# Gate curved head rail tenon



## johnfarris (24 Apr 2019)

Hello folks
Having trouble getting my head around this curved top rail tenon :? Not sure what width to make the tenon and haunch being as the curve cuts right into the tenon. The curved rail is not taking the hinge the rail below is. Any suggestion by those in the know would be greatly appreciated

John


----------



## Trevanion (24 Apr 2019)

Forgive the crude drawing, I was never any good at drawing both by hand or mouse


----------



## custard (25 Apr 2019)

I'm a furniture maker not a joiner, so no expert on gates, but I'd use a bridal joint to maximise glue area. I'd also make sure I was using a genuinely waterproof glue such as Cascamite.


----------



## Jacob (25 Apr 2019)

custard":2k1tzbod said:


> I'm a furniture maker not a joiner, so no expert on gates, but I'd use a bridal joint to maximise glue area. I'd also make sure I was using a genuinely waterproof glue such as Cascamite.

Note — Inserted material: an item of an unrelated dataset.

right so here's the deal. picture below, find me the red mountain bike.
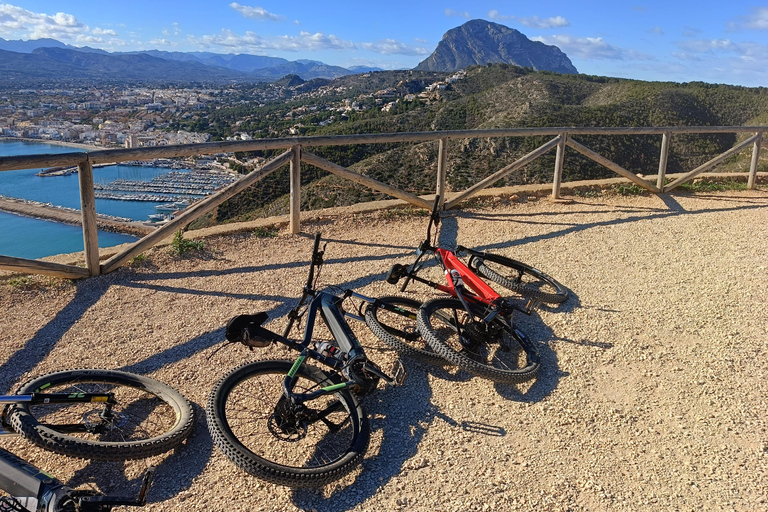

Yep. And draw-bore two dowels close to the join. Might need a capping strip on top to cover the end grain, if it's likely to be exposed to the weather.


----------



## Woody2Shoes (25 Apr 2019)

+1 for a simple bridle joint with a drawbored dowel (glue optional). Assuming the door is normally closed, the joint should get a reasonable level of protection from rain dripping on/in from above by dint of the masonry above. Cheers, W2S


----------